Nati Harnik Nati Harnik / The Associated Press

TORONTO – Un effort national concerté pour faire pousser de l’asclépiade, une plante traditionnellement mal-aimée, est nécessaire pour renverser un déclin marqué dans la population de papillons monarques, affirment des spécialistes de la conservation.
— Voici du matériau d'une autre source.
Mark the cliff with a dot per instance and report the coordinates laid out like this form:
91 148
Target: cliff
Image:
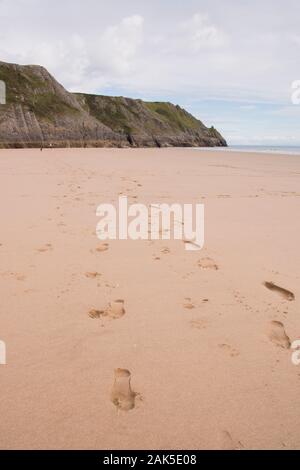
39 111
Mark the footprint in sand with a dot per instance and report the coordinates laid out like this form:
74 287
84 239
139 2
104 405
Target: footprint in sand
102 248
43 249
122 395
189 305
278 336
93 275
198 324
115 310
286 294
232 351
95 314
208 263
226 442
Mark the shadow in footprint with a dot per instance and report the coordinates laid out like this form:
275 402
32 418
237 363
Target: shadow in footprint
122 395
208 263
286 294
278 336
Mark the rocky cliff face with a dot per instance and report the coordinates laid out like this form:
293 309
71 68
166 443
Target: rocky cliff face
39 111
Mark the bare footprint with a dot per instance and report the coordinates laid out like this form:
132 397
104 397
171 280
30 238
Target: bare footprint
286 294
93 275
96 313
114 311
45 248
189 305
232 351
122 395
198 324
207 263
102 248
278 336
226 442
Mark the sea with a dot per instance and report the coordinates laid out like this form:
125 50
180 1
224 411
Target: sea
286 150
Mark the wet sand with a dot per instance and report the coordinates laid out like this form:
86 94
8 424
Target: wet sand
141 344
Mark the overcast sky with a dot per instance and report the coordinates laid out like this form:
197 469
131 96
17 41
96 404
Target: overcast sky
231 63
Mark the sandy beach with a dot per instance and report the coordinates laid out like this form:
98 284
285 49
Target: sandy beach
203 338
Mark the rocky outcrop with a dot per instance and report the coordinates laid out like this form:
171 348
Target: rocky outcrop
40 112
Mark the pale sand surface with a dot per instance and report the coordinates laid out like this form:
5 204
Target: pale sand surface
209 376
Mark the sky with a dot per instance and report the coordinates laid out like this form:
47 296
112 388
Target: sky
230 63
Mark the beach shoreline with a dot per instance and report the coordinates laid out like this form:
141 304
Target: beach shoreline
203 335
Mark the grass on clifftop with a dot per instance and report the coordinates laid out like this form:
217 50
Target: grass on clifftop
175 116
24 87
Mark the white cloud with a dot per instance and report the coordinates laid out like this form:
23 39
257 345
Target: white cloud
200 33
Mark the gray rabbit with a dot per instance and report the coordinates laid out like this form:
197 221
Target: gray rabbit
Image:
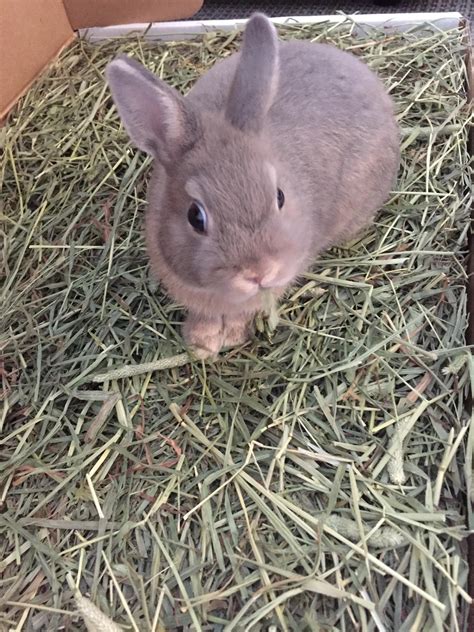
278 152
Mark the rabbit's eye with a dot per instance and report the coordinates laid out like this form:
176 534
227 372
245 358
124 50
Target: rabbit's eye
197 217
280 198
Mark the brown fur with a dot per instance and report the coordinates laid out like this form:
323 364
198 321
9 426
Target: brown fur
306 118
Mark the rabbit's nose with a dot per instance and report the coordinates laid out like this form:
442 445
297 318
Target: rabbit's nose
263 277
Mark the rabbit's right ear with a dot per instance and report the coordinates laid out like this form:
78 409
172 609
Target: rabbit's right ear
256 77
155 115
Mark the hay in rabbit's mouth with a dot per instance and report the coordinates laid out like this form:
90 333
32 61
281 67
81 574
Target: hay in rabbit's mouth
317 478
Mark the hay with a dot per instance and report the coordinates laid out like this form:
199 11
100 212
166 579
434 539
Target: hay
316 478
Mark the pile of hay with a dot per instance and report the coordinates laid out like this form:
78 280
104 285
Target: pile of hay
316 478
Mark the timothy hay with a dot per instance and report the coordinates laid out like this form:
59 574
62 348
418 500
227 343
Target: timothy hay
316 478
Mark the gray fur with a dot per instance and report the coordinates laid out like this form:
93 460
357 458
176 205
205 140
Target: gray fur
314 115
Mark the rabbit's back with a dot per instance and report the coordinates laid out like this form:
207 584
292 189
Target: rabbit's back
331 128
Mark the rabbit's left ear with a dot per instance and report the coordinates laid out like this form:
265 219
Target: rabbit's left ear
256 77
156 117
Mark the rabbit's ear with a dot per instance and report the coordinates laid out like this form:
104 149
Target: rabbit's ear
155 115
256 77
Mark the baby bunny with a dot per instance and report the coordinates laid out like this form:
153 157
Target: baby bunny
278 152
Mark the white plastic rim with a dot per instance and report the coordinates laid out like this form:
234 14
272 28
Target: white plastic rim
174 31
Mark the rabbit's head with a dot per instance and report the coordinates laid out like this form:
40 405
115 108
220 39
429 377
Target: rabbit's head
224 219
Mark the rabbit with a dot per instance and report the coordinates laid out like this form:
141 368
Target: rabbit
278 152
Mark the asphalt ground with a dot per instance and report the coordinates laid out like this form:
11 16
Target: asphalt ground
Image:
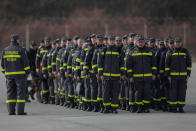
54 118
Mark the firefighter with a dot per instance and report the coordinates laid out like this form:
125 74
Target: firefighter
178 70
61 76
70 71
129 92
50 74
64 70
164 81
141 69
91 81
54 72
15 66
110 67
45 87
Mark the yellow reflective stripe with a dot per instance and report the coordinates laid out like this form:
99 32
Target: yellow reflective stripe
93 66
141 75
43 51
37 55
172 103
139 103
45 91
53 63
49 66
10 101
100 69
15 73
129 70
114 105
106 104
163 98
122 68
27 68
58 59
91 71
69 67
12 56
71 95
181 102
21 101
156 99
167 69
94 100
146 102
131 103
154 68
178 73
99 99
44 68
109 74
161 71
112 53
82 76
81 63
86 67
136 54
178 53
85 49
77 60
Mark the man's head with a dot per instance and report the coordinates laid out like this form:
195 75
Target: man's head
63 41
15 38
33 45
178 42
47 41
118 41
111 40
140 41
151 42
80 42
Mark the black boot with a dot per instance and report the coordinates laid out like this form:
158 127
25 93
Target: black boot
106 110
134 109
140 109
180 110
90 108
114 110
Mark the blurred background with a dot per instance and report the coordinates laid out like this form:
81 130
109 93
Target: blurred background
33 19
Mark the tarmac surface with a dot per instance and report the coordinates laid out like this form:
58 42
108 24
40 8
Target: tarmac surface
55 118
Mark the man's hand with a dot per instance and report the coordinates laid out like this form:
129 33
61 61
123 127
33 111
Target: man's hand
98 77
187 78
66 75
45 76
59 74
37 71
123 77
131 80
102 78
169 78
153 77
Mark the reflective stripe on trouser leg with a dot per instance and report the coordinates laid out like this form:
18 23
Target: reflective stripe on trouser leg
131 94
11 95
87 90
21 94
115 89
94 90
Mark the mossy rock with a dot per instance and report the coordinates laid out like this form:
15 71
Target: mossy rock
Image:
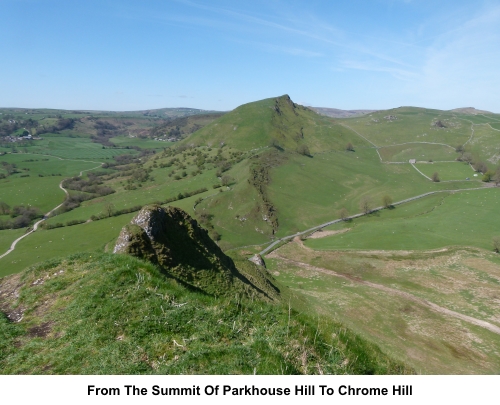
170 238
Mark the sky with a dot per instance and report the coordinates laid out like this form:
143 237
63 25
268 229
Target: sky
218 54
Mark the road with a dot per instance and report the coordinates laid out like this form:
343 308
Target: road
315 228
35 226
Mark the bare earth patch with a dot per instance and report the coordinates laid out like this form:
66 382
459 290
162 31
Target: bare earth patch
323 234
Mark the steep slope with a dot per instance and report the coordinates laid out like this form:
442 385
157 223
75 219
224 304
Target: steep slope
274 121
116 314
171 239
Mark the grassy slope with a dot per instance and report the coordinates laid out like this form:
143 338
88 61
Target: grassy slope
431 342
420 152
411 125
437 221
304 191
449 171
113 314
43 245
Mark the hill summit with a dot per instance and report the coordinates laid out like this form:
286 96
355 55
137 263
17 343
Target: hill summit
170 238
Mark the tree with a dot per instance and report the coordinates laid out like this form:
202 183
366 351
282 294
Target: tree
496 177
303 150
109 209
226 180
467 157
496 244
387 201
276 144
365 204
488 176
343 214
480 167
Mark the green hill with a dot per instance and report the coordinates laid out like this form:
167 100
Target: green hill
116 314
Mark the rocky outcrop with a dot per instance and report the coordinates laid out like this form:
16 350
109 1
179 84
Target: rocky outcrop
258 260
172 239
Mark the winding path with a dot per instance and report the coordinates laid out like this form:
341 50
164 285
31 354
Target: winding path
35 226
437 308
315 228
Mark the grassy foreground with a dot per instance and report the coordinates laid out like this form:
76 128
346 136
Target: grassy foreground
114 314
433 222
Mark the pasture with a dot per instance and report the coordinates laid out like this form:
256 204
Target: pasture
7 236
418 151
48 244
383 298
410 124
126 141
308 192
438 221
449 170
75 148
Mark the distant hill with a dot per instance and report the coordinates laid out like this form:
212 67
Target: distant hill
470 110
117 314
336 113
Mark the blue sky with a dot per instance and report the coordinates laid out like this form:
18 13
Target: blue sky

Ces spécialistes espèrent que le gouvernement fédéral va s’en mêler, afin de concrétiser un effort qui requiert la contribution des agences responsables des routes, des chemins de fer et des lignes électriques.

Les estimés font état que la population de monarques migratoires a fondu de 90 pour cent en Amérique du Nord au cours des deux dernières décennies, en partie à cause de l’éradication de l’asclépiade, la seule plante dont les larves de monarque se nourrissent et sur laquelle les papillons pondent leurs oeufs.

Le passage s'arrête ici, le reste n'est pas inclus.